What was that all about, anyway? How often does he bring her up for you to even notice that he refuses to say her name?

 

I would feel differently about this if their relationship were further in the past and the emotional dust had settled, or if they'd been friends a long time and briefly dated only to discover they were better as friends and had remained on good terms. I don't think that's what you're dealing with at all here, though.

 

This is what has made me wonder whats really happening. He only really brought her up during drunken conversations (often having heart to hearts about the past, both of us were probably guilty of talking too much about exes on more than one occasion!)

 

They were friends for a very long time from what I can tell, but the 'relationship' seemed to drag on. Or not. I don't know what to make of it, as according to him they never really officiated anything or got together.

 

He has said today that he would like me to go along if he does arrange to meet her, which I guess is a positive sign?

Posted (edited)

He's sooo not over her. This is so messy and drama is waiting around the corner, so be ready for it. Personally, I wouldn't proceed with a guy who can't can't even utter the name of his ex.
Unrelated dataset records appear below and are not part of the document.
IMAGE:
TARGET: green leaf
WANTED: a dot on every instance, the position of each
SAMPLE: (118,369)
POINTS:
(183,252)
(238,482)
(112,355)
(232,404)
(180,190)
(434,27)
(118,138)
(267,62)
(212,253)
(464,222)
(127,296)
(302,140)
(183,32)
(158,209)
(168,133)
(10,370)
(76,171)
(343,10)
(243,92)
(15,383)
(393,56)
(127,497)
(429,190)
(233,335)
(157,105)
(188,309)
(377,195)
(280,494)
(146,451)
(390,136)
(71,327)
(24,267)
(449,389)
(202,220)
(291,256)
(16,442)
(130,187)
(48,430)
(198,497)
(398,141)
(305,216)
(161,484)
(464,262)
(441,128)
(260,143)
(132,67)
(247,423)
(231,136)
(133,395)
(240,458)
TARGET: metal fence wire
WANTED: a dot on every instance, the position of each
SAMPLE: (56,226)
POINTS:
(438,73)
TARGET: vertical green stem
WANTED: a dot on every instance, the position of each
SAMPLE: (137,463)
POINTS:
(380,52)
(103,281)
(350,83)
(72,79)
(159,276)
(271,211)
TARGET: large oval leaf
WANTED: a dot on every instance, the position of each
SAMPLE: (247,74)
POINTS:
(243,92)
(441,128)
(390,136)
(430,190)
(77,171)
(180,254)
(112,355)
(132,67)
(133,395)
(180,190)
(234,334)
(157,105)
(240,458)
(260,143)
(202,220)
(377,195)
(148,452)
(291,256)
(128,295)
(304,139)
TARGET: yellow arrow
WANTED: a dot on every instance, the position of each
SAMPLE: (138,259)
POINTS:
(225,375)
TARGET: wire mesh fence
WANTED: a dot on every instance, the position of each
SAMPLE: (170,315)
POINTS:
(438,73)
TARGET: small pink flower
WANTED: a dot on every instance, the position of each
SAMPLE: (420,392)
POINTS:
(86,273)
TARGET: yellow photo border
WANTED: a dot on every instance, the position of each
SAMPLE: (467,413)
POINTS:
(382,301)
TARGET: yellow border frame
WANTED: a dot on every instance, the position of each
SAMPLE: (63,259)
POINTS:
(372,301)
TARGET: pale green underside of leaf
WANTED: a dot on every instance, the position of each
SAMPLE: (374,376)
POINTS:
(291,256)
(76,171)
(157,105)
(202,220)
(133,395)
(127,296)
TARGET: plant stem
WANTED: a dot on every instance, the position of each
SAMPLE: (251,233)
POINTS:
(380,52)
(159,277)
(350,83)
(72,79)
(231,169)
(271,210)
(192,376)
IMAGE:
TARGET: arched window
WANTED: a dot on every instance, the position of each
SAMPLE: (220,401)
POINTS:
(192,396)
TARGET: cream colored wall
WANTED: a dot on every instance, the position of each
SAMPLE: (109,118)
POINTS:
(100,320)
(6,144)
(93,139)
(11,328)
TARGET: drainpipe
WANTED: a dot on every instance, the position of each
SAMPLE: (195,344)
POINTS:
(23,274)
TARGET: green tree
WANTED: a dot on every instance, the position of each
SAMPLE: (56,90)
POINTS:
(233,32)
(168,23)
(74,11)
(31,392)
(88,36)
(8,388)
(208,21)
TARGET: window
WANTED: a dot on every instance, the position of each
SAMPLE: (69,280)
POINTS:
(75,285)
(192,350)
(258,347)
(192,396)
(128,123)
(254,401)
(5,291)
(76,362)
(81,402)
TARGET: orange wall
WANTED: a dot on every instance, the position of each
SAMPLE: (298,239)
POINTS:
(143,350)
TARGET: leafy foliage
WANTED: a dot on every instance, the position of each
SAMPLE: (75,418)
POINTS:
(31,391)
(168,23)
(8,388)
A solid relationship can only be built with someone who has completely moved on from their past hurts. Someone who can talk about his previous relationships as a matter of fact, with no bleeding wounds. Dating a wounded bird is exhausting, it doesn't work and most likely he will eventually wound you in return.

 

To those who say "you either trust him or not" - trust is earned. A new relationship doesn't start with trust (and how could it, you don't know the person, you don't know what he/she is capable of!), it's a process towards earning it. This guy is taking a major risk to damage and set back that process by making such a questionable move, which speaks so much about what is important to him. If I'd really want someone, I would avoid taking such risks - suddenly becoming buddies with an ex I had a messy history with, going on a trip with an ex or some guy friend, acting shady etc. I'd respect my chance with that person too much to make them start questioning me.

 

This guy is acting in a way that tells me - he doesn't have that respect. Doesn't mean it's intentional or that he's a bad person, but he's willing to risk losing his chance and you should take notes on that, OP.